Campbell, R (1996) Literacy in Nursery Education. Staffordshire: Trentham Books Limited

  • Looks into the role of storytelling in the classroom. The advantages more than the disadvantages.
  • The teacher and the play are relationship – how space is relevant in the child’s education

    FOUND THE ABOVE TO NOT BE RELEVANT

Gilkes, J (1987) Developing Nursery Education. Milton Keynes: Open University Press

  • Why parents decide upon nurseries
  • The purpose of nurseries from when they originally established to their purposes today.
  • How nurseries carry out their purposes. What activities they carry and why.
  • A structure/curriculum for nurseries
  • The need to prepare the child for school.

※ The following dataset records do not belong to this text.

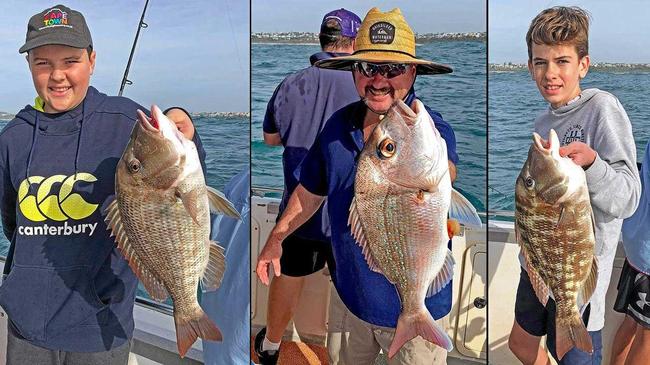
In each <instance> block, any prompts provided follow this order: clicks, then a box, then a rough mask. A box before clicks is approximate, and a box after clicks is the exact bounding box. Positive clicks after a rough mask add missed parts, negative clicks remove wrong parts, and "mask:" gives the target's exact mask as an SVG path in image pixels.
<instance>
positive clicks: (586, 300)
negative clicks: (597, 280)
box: [578, 256, 598, 306]
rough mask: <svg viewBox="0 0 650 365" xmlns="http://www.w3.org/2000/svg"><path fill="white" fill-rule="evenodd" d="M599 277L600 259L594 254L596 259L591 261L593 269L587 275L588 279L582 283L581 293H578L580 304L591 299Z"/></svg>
mask: <svg viewBox="0 0 650 365" xmlns="http://www.w3.org/2000/svg"><path fill="white" fill-rule="evenodd" d="M597 278H598V259H597V258H596V256H594V259H593V260H592V262H591V271H590V272H589V276H587V279H586V280H585V282H584V284H583V285H582V290H581V291H580V295H578V305H579V306H582V305H584V304H586V303H587V302H589V299H591V295H592V294H593V293H594V290H596V279H597Z"/></svg>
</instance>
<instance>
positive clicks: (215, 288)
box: [201, 241, 226, 291]
mask: <svg viewBox="0 0 650 365" xmlns="http://www.w3.org/2000/svg"><path fill="white" fill-rule="evenodd" d="M207 245H208V246H209V247H210V256H209V258H208V266H206V268H205V271H204V272H203V277H202V278H201V286H202V287H203V289H204V290H208V291H210V290H216V289H217V288H218V287H219V286H220V285H221V279H223V273H224V272H225V271H226V256H225V255H224V251H225V250H224V249H223V247H221V246H220V245H219V243H218V242H216V241H208V243H207Z"/></svg>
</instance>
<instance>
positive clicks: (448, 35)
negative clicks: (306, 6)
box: [251, 32, 486, 45]
mask: <svg viewBox="0 0 650 365" xmlns="http://www.w3.org/2000/svg"><path fill="white" fill-rule="evenodd" d="M485 40H486V34H485V32H467V33H423V34H416V35H415V42H416V43H419V44H424V43H430V42H434V41H485ZM251 43H253V44H296V45H297V44H302V45H312V44H313V45H318V44H319V41H318V33H312V32H273V33H268V32H258V33H252V34H251Z"/></svg>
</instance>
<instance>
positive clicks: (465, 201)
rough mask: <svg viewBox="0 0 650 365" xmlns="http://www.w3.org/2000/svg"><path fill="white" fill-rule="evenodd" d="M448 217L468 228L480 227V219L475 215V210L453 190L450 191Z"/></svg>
mask: <svg viewBox="0 0 650 365" xmlns="http://www.w3.org/2000/svg"><path fill="white" fill-rule="evenodd" d="M449 217H450V218H453V219H456V220H457V221H458V222H460V223H462V224H464V225H466V226H468V227H476V228H481V227H482V223H481V218H479V216H478V214H477V213H476V208H474V206H473V205H472V203H470V202H469V200H467V199H466V198H465V197H464V196H463V195H462V194H461V193H459V192H458V191H457V190H456V189H454V188H452V189H451V204H450V205H449Z"/></svg>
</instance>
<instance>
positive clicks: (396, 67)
mask: <svg viewBox="0 0 650 365" xmlns="http://www.w3.org/2000/svg"><path fill="white" fill-rule="evenodd" d="M353 67H354V69H356V70H357V71H359V73H361V74H362V75H363V76H365V77H374V76H375V75H376V74H380V75H382V76H384V77H385V78H387V79H392V78H393V77H397V76H400V75H404V74H405V73H406V71H407V70H408V68H409V65H408V64H405V63H380V64H376V63H370V62H355V63H354V66H353Z"/></svg>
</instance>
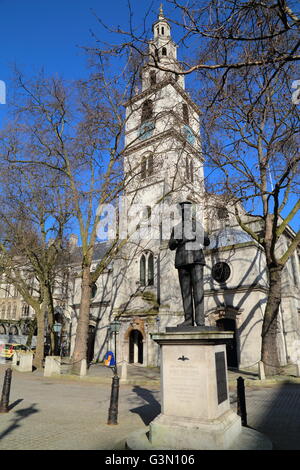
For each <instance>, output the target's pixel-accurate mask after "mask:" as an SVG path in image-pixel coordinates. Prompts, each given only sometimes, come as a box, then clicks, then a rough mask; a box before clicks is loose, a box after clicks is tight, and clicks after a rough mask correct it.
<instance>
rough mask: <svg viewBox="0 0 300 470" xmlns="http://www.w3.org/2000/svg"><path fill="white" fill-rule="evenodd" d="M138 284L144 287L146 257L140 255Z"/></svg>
mask: <svg viewBox="0 0 300 470" xmlns="http://www.w3.org/2000/svg"><path fill="white" fill-rule="evenodd" d="M140 284H141V286H145V285H146V256H145V255H142V256H141V259H140Z"/></svg>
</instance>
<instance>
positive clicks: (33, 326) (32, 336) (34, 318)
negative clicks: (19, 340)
mask: <svg viewBox="0 0 300 470" xmlns="http://www.w3.org/2000/svg"><path fill="white" fill-rule="evenodd" d="M36 326H37V324H36V318H33V319H32V320H30V323H29V325H28V336H27V341H26V346H28V348H31V344H32V337H33V336H34V331H35V329H36Z"/></svg>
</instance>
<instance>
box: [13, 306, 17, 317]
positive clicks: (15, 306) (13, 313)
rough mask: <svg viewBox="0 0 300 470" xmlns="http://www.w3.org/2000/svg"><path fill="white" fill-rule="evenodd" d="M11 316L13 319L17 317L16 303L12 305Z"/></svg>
mask: <svg viewBox="0 0 300 470" xmlns="http://www.w3.org/2000/svg"><path fill="white" fill-rule="evenodd" d="M12 318H13V320H16V319H17V306H16V304H14V306H13V312H12Z"/></svg>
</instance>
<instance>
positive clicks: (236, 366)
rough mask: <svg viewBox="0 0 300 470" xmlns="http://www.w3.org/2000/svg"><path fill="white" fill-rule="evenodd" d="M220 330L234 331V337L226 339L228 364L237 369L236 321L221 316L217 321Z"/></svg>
mask: <svg viewBox="0 0 300 470" xmlns="http://www.w3.org/2000/svg"><path fill="white" fill-rule="evenodd" d="M216 324H217V327H218V328H220V330H224V331H232V332H233V333H234V335H233V338H232V339H228V340H226V355H227V366H228V367H232V368H233V369H236V368H237V367H238V359H237V342H236V323H235V320H233V319H232V318H220V319H219V320H217V321H216Z"/></svg>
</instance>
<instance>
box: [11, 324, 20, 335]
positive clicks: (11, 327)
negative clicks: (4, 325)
mask: <svg viewBox="0 0 300 470" xmlns="http://www.w3.org/2000/svg"><path fill="white" fill-rule="evenodd" d="M18 333H19V332H18V328H17V327H16V326H11V327H10V329H9V334H10V335H17V334H18Z"/></svg>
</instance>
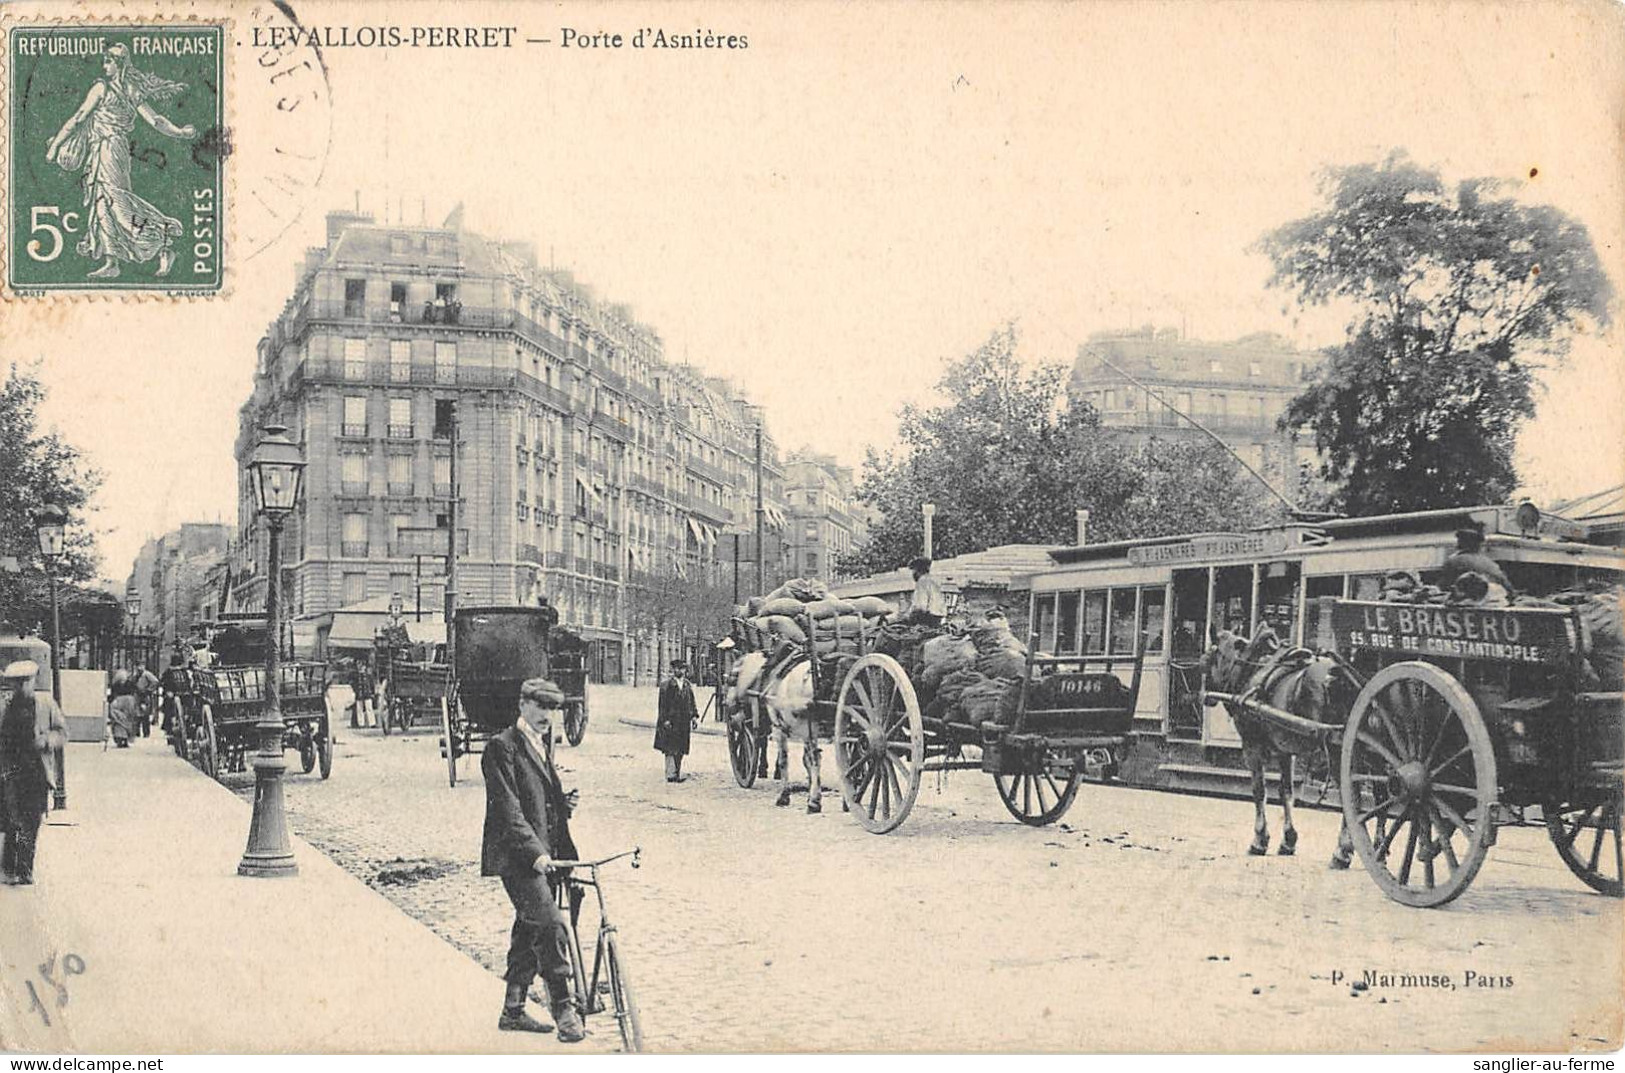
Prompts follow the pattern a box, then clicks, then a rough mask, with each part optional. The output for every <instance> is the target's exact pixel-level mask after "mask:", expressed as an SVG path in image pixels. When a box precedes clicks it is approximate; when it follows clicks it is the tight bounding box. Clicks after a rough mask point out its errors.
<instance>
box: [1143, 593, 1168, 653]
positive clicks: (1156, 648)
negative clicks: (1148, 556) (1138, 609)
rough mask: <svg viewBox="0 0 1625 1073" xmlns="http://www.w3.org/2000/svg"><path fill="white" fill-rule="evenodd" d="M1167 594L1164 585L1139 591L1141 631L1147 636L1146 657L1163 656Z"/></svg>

Anthony Giddens “prized child” http://old.lse.ac.uk/collections/meetthedirector/pdf/23-Jan-02.pdf

  • Demographic changes
  • Infertility
  • Changing patterns of the family unit

A summary of the Giddens talk:

Politics within relationships, the need to have a democracy within a relationship, an equal balance between partners and in decisions about children. The shift of family tradition: “you cannot form a type of family which is so different from traditional families and still call it a family. I think this school of thought, which tends to be, but is not inevitably, linked to rightist political positions, would say that the family is in a state of crisis.”
The “prized child”, children are seen as more precious in comparison to tradition where there were many children in one family and they would carry on their fathers work or become house wives. Traditionally, children would contribute to the “economic unit” of the family. However, nowadays family is seen more as “a set of relationships based much more upon communication and especially based upon emotional communication.”
Partners in relationships: same sex, is this considered a family if they decide to have children? Is it morally right? There are concerns here with society and culture. The relationships that same sex partners have with their children; who takes on the role of the mother and of the father? Do they have roles?